🤖 AI Summary
Real-world recordings are often degraded by overlapping speech from multiple speakers and complex non-additive distortions, which pose significant challenges for conventional speech enhancement and separation methods. To address this issue, this work proposes Geneses, a novel framework that, for the first time, integrates latent flow matching with a multimodal diffusion Transformer to enable end-to-end joint speech enhancement and separation using self-supervised representations. Evaluated on the LibriTTS-R dataset, the proposed method substantially outperforms traditional masking-based approaches across multiple objective metrics and demonstrates strong robustness under diverse and challenging degradation conditions.
📝 Abstract
Real-world audio recordings often contain multiple speakers and various degradations, which limit both the quantity and quality of speech data available for building state-of-the-art speech processing models.

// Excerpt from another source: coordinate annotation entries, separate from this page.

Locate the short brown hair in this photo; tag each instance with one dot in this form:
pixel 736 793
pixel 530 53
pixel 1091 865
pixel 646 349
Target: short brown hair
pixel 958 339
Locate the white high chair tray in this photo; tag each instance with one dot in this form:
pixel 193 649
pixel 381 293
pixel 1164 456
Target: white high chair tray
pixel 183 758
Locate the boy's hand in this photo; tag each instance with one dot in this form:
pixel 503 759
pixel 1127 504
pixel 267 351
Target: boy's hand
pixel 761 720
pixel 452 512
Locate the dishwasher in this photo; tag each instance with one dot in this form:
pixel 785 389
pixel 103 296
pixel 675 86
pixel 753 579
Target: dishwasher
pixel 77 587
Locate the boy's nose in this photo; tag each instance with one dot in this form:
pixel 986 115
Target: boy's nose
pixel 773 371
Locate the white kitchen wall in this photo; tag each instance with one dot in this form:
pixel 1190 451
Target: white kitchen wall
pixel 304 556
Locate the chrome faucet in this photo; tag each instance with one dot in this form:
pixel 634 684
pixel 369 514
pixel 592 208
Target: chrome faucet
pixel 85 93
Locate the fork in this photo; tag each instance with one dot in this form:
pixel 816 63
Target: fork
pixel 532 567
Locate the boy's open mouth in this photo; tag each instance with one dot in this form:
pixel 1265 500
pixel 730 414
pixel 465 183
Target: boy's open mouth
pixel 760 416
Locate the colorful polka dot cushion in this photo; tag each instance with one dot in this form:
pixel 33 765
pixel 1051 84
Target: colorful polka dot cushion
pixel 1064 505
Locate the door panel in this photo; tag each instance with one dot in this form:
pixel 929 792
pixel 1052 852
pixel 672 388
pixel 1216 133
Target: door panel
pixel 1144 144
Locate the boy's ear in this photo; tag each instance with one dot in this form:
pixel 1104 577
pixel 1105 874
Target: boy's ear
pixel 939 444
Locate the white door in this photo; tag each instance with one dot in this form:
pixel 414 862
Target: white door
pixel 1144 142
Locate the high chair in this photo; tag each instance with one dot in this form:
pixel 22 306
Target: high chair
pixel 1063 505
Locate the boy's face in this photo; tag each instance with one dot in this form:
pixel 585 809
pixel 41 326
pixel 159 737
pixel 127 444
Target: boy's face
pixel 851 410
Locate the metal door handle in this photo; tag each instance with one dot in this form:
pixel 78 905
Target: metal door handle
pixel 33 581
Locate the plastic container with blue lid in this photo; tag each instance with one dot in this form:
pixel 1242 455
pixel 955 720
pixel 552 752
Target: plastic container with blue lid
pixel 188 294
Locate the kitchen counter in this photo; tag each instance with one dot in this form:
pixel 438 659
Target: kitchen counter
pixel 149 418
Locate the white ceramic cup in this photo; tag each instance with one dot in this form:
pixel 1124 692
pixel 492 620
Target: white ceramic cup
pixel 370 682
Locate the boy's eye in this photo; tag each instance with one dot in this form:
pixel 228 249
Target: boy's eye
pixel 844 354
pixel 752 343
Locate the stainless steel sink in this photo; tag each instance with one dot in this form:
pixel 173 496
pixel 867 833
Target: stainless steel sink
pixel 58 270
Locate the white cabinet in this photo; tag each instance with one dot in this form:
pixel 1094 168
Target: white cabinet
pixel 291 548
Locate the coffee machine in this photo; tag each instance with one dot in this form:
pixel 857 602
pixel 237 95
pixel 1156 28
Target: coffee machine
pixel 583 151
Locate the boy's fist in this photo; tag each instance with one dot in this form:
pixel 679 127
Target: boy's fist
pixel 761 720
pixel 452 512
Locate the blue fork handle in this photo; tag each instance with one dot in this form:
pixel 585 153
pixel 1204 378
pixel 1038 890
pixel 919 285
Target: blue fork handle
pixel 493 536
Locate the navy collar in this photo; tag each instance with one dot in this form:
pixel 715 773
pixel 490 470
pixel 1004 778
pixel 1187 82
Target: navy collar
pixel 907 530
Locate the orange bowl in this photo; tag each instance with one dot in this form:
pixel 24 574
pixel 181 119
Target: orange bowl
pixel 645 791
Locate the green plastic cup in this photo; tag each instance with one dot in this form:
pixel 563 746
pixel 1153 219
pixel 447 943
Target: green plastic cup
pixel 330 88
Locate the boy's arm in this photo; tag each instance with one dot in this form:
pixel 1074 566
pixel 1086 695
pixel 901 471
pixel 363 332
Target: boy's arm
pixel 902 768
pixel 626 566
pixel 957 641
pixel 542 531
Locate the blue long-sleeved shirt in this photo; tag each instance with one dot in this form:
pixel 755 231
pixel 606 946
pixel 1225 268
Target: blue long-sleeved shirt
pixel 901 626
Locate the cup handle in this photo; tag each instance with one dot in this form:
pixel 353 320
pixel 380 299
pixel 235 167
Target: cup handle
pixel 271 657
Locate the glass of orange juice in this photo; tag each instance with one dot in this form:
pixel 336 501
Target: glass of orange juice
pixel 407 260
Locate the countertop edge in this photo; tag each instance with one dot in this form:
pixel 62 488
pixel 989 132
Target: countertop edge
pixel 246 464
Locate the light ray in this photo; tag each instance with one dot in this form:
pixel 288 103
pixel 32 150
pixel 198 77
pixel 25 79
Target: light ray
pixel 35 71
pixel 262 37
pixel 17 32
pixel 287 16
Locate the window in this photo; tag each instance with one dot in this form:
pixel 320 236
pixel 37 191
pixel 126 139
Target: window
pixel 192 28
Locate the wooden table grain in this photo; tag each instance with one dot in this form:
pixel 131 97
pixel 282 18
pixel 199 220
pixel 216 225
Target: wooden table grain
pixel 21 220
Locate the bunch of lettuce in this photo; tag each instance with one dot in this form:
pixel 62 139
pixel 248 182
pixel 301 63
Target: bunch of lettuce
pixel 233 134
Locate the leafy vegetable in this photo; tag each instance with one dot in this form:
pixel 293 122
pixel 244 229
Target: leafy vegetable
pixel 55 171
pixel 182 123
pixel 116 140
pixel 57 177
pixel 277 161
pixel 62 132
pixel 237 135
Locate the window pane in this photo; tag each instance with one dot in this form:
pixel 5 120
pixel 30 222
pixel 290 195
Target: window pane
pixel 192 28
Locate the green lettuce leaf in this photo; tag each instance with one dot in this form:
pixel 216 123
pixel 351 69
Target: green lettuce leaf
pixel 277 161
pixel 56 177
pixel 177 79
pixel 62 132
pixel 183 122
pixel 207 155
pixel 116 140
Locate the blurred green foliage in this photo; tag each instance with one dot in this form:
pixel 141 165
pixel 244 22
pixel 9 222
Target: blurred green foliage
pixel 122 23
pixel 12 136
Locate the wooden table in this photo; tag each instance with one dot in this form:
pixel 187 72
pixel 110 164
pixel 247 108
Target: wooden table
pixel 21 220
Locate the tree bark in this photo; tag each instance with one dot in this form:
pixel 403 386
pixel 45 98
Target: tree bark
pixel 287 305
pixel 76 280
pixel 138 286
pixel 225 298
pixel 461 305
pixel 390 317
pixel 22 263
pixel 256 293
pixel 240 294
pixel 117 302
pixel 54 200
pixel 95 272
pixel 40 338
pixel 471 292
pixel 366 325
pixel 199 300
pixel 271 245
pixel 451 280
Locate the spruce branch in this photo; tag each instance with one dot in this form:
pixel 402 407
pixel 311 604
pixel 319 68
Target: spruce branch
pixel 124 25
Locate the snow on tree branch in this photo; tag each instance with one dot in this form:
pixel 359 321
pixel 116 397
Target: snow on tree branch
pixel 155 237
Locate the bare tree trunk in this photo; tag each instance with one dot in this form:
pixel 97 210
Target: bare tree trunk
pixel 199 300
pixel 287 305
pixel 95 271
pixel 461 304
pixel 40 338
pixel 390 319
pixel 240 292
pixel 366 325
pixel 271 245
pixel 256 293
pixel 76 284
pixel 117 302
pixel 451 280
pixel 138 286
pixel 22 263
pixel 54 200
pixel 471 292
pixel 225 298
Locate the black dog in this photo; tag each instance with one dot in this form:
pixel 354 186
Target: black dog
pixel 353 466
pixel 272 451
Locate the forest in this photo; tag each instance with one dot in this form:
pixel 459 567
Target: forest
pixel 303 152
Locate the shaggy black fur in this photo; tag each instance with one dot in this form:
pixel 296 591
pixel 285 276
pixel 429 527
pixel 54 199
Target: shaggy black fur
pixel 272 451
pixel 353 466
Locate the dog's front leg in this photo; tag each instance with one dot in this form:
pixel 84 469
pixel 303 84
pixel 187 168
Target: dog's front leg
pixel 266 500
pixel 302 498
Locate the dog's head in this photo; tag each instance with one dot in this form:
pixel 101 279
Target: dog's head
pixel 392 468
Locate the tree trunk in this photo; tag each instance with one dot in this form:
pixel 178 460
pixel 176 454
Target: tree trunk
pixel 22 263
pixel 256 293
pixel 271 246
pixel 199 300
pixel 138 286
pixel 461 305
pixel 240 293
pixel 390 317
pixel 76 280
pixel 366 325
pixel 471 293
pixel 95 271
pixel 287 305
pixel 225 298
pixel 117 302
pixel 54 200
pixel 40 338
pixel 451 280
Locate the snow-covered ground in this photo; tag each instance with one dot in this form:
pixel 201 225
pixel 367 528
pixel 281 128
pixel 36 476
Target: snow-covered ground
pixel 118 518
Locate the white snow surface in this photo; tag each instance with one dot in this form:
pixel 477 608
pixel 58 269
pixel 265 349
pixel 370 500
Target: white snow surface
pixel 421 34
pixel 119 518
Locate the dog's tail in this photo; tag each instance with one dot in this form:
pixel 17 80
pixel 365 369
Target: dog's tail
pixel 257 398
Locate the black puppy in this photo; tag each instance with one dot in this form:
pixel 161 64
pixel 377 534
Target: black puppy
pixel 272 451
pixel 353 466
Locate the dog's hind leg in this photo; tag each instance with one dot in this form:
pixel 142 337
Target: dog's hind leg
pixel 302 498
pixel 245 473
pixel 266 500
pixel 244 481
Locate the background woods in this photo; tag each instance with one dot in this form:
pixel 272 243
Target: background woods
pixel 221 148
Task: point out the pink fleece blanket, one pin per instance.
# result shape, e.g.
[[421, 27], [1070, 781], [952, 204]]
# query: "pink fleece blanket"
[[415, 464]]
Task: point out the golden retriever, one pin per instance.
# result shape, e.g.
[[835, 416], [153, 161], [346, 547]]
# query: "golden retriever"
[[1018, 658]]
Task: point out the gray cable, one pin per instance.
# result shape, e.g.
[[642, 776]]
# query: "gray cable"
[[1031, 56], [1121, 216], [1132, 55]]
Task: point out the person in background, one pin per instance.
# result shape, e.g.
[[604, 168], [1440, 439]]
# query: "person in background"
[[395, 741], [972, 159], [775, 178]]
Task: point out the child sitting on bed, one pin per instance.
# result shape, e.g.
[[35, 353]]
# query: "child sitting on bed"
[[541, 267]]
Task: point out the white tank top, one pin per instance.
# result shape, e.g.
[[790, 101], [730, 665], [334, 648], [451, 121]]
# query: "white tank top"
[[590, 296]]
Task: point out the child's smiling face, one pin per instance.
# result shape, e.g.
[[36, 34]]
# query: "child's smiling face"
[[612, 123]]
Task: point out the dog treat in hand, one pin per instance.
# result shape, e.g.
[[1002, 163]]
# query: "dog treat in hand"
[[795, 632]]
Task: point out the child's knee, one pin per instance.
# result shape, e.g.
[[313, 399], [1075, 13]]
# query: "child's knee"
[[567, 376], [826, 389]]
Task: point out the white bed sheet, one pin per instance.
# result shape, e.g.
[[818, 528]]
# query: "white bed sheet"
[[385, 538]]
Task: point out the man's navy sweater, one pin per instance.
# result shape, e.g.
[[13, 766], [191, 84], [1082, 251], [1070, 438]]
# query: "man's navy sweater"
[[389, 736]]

Although end-to-end approaches that concatenate speech enhancement (SE) and speech separation (SS) to obtain a clean speech signal for each speaker are promising, conventional SE-SS methods suffer from complex degradations beyond additive noise. To this end, we propose \textbf{Geneses}, a generative framework to achieve unified, high-quality SE--SS. Our Geneses leverages latent flow matching to estimate each speaker's clean speech features using multi-modal diffusion Transformer conditioned on self-supervised learning representation from noisy mixture. We conduct experimental evaluation using two-speaker mixtures from LibriTTS-R under two conditions: additive-noise-only and complex degradations. The results demonstrate that Geneses significantly outperforms a conventional mask-based SE--SS method across various objective metrics with high robustness against complex degradations. Audio samples are available in our demo page.